JACOBS: “Those views are very widely held, by the way, inside the military and outside the military, about those people. That they're ineffective, that Jim Jones, the National Security Advisor, does not have an impact on national security policy, that he has very little access. That Holbrooke hasn't done anything and so on. Those views are widely held. They're not just held by McChrystal's staff for example.”
Breitbart has McChrystal’s position summed up here.
Shortly after President Obama assumed the Commander-in-Chief duties, he retired the existing commanding general in Afghanistan and handpicked his successor: General Stanley McChrystal. McChrystal was always known as a brash and outspoken military man, an expert in counterinsurgency, greatly respected by the troops under his command, and as having little patience for fools.

His requirement to have to answer to Obama, then, was a trainwreck waiting to happen.
I have read the article and it appears to be mostly commentary about the General with quotes, mainly from his staff. Some, but not necessarily all of what they said may have come from McChrystal but it is reasonable to assume that some was their own opinions and are not the Generals responsibility. The whole thing comes down to the fact that a commander has opinions that the administration doesn’t like, and those opinions are about them. There is no suggestion that the man is in anyway incompetent or unable to do the job, in fact he seems to be very good at it.

He is essentially being railroaded on the basis of a slime job by a left wing rag.


  1. OF COURSE the media is trying to spin this as "brilliant, decisive leadership" on the president's part (after literally MONTHS of indecision and dithering on troop levels, oil spills, which golf course to play) and comparing it...over and over and Truman firing MacArthur during the Korean War. Mac was openly advocating dropping atomic bombs on Red China, for Christ's sake; McChrystal hurt poor wittle Bawack's feewings (especially that ego.)

    Yup, exact same thing alright.

  2. I also notice them trying to align it to Lincoln's firing of General McClellan which is really stretching it. For some reason McClellan was reluctant to take his army into action against Lee and the only option open was to get him out of there and appoint someone who would do the job.

    McChrystal was a fighting general and to be respected.

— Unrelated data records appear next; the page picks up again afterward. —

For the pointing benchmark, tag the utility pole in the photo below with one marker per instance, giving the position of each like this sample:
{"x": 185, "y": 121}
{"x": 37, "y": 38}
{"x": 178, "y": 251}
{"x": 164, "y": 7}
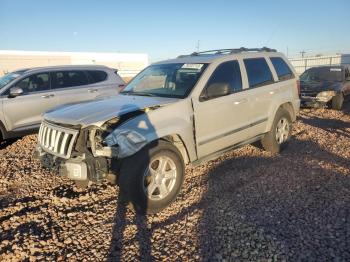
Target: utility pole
{"x": 197, "y": 45}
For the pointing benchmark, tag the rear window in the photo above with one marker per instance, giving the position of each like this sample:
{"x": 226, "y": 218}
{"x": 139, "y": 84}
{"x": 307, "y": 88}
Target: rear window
{"x": 282, "y": 69}
{"x": 230, "y": 73}
{"x": 69, "y": 79}
{"x": 96, "y": 76}
{"x": 258, "y": 72}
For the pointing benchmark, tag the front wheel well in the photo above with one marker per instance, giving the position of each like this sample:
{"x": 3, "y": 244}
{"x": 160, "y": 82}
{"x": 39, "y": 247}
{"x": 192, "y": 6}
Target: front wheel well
{"x": 178, "y": 142}
{"x": 289, "y": 108}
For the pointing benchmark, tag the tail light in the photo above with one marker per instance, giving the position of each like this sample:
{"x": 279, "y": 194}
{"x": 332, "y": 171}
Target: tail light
{"x": 121, "y": 87}
{"x": 298, "y": 87}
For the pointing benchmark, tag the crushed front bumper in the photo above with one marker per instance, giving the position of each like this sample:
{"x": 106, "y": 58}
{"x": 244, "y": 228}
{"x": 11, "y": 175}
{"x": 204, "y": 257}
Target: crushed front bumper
{"x": 79, "y": 168}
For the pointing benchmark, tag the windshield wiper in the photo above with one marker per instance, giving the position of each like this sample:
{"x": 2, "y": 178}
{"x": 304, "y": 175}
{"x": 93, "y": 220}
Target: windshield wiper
{"x": 137, "y": 93}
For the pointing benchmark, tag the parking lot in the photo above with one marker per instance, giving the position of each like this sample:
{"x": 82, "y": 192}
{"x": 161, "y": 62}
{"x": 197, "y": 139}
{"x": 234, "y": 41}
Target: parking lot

In fact the whole article is on reflection the opinions of his aides and some observations from the reporter, who seems to have been on a mission to destroy him.

    Bwacky is no Truman, never mind a Lincoln.

  3. Hell, he's not even a Jimmy Carter.

  4. I agree on that and ironically was thinking a few days ago of the slogan "a second term for Jimmy Carter," which was an answer to the lefts "a third term for Bush." I came to the conclusion that it had been really unfair to Carter, as he was a better man than this.

    Carter was an incompetent, but he was at least willing to try and in his own way had the interests of the nation at heart, even if he didn't have a clue as to what those interests really were.